In this letter, I want to help Founders understand some of the challenging realities of their emerging manager counterparts with the hope to help establish stronger alignment and collaboration between the two groups. 

The philosophy

Most investors backing companies in new market segments or in newer forms of investment mandates are also recent Founders of their ventures. They face similar risks, experience the same learning curve, and are navigating the same brutal emotional curve as the Founders they are backing. To Founders, embracing this reality can help to establish and deepen valuable bonds with their investors. Strong ecosystems of tomorrow will depend on new entrants working together intimately to solidify alliances that challenge entrenched incumbents with effectiveness.
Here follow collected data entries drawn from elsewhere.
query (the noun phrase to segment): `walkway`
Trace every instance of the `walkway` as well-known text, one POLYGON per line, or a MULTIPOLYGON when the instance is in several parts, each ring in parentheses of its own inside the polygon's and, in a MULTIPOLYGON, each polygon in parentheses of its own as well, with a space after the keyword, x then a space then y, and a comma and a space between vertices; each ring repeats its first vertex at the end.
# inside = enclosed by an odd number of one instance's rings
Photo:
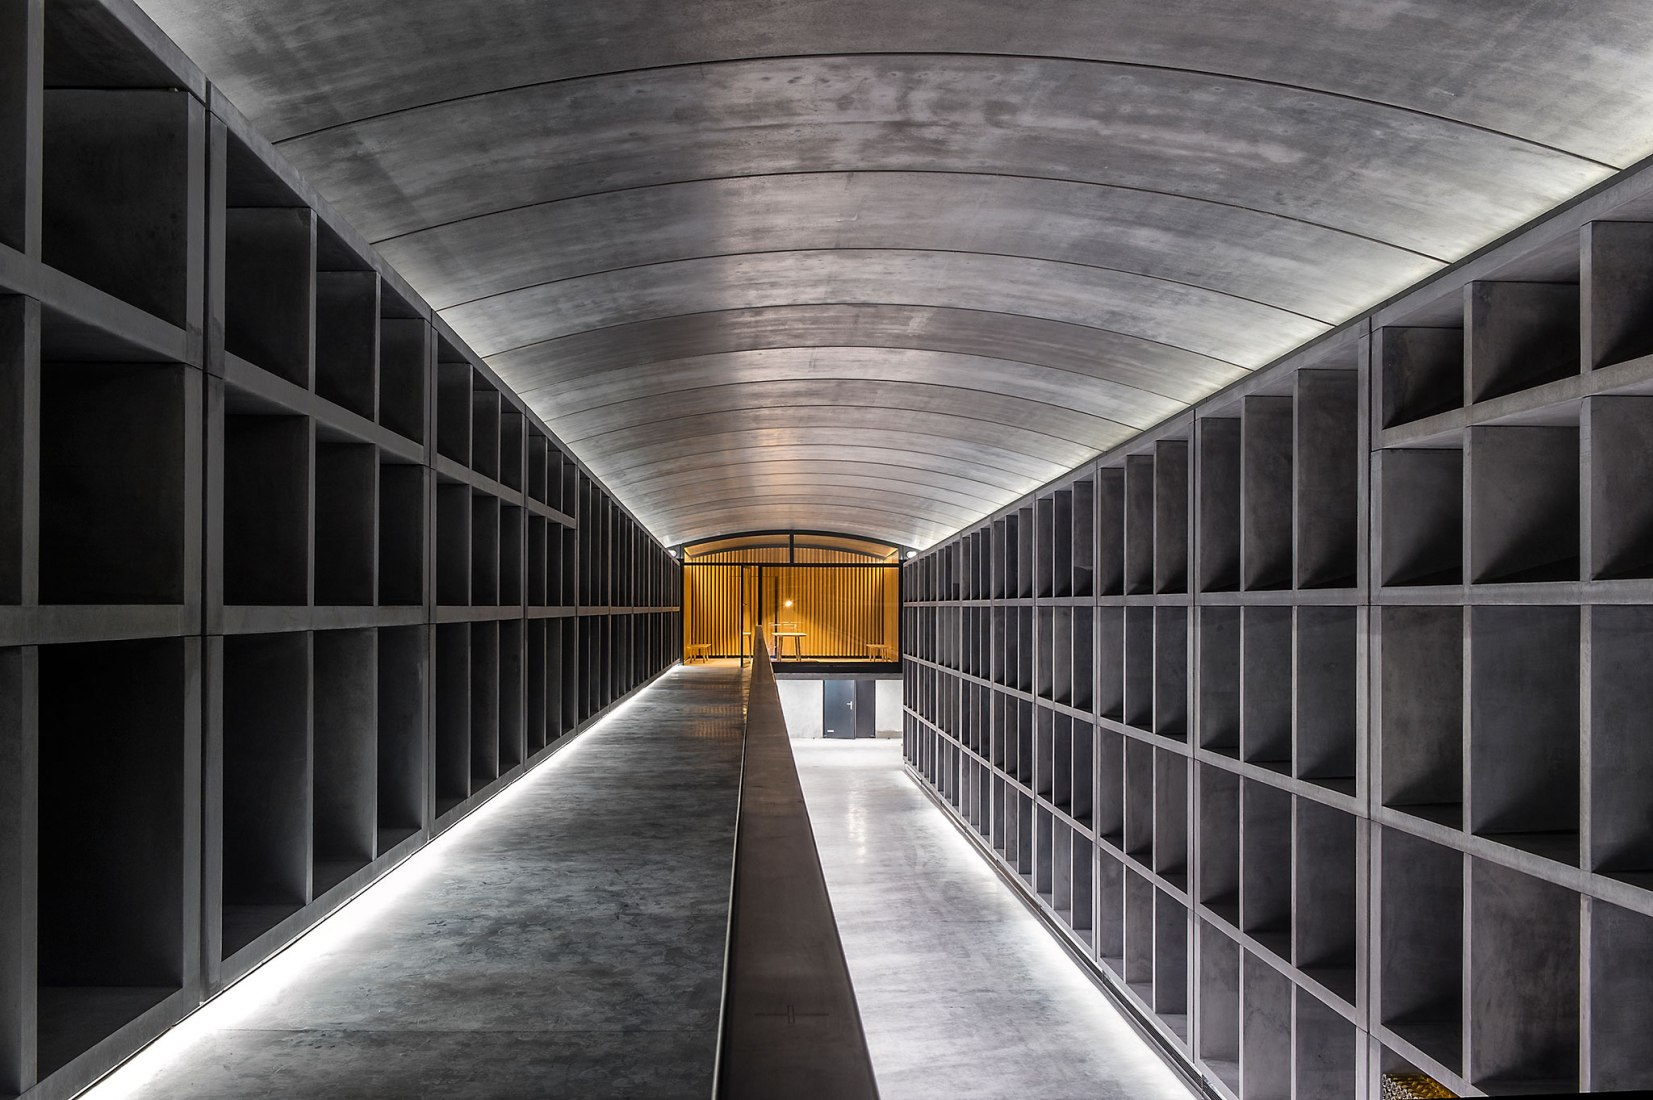
POLYGON ((667 675, 88 1095, 704 1100, 742 697, 667 675))
POLYGON ((793 741, 882 1100, 1189 1100, 901 766, 793 741))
The main challenges new managers face fall into three main buckets:

Cash resources

Capital budgeting: Many new funds start deploying capital after the first close. When an investor is unable to raise the full fund, s/he must make capital budgeting adjustments that limit the ability to invest in future rounds of existing portfolio companies even where strong interest was previously communicated.
Operating budget: Portfolio companies with improved prospects can call on investors for additional capital. Funds don’t have this option. Their revenue is fixed—management fees—until they have exits or a new fund. This limits the ability to invest to keep up with scale.
Syndicates: Many emerging fund managers are still building their capacity to mobilize large investment syndicates around their portfolio companies. And when they ask, “who else is investing.”—they are not engaging in herd mentality, but attempting to assess syndication risk.

Knowledge and systems

Operating systems: At Fairbridge, we saw ~500 opportunities in our first year. And with a modest setup of Office tools and brute force we stayed on top of things. Today, our opportunity set is 8x. It’s physically impossible to handle this level of scale manually and important things fell through the cracks. Fortunately, we are now investing in a Practice Management System.
Fund operations: While they are adept at investing, many emerging managers don’t have experience in business operations. Learning operations is crucial, but it directs mindshare and time away from serving portfolio companies.
Theses: An investor’s view of the world can change as they navigate their business’ product-market-fit. This can result in changes in investment focus that impact the existing portfolio.

Human nature

It’s hard to say no: It’s difficult to turn down a founder. Investors can drag decisions because of bias and communication shortcomings on anticipated capital closes or investment committee processes.
The burden of “other” mandates: Investors with restrictive mandates might get caught up navigating the gray areas of balancing integrity among conflicting variables.
Founder emotions: Startups are incredibly difficult. They are emotional and personal. Personal challenges, moods, and pressures can impact investment processes for emerging managers.

Advocating for mutual conviction

Shared risk: Emerging managers face the same startup risks as Founders—tight budgets, reneged LP commitments, bad hires, burnout, doubt, and product-market-fit. Founders capable of engaging with their investor’s unique reality can derive tremendous benefit. For example, one of our CEOs introduced us to an LP, which unlocked investment in the company’s new financing after a brief delay.

A mutual bet: There’s a unique opportunity for new entrants in the venture ecosystem to boost return and Founders play a pivotal role. Founders should remember that their potential investor is also startup Founder, navigating similarly difficult terrain. Founders then need to perform due diligence on their potential investors to answer the question: “Is this a Founder I want to invest in. Is this someone I can trust with my vision, someone I can grow together with?” Mutual conviction is at center of establishing trust and strategic alignment required to build enduring ventures and these are especially critical when the chips are down.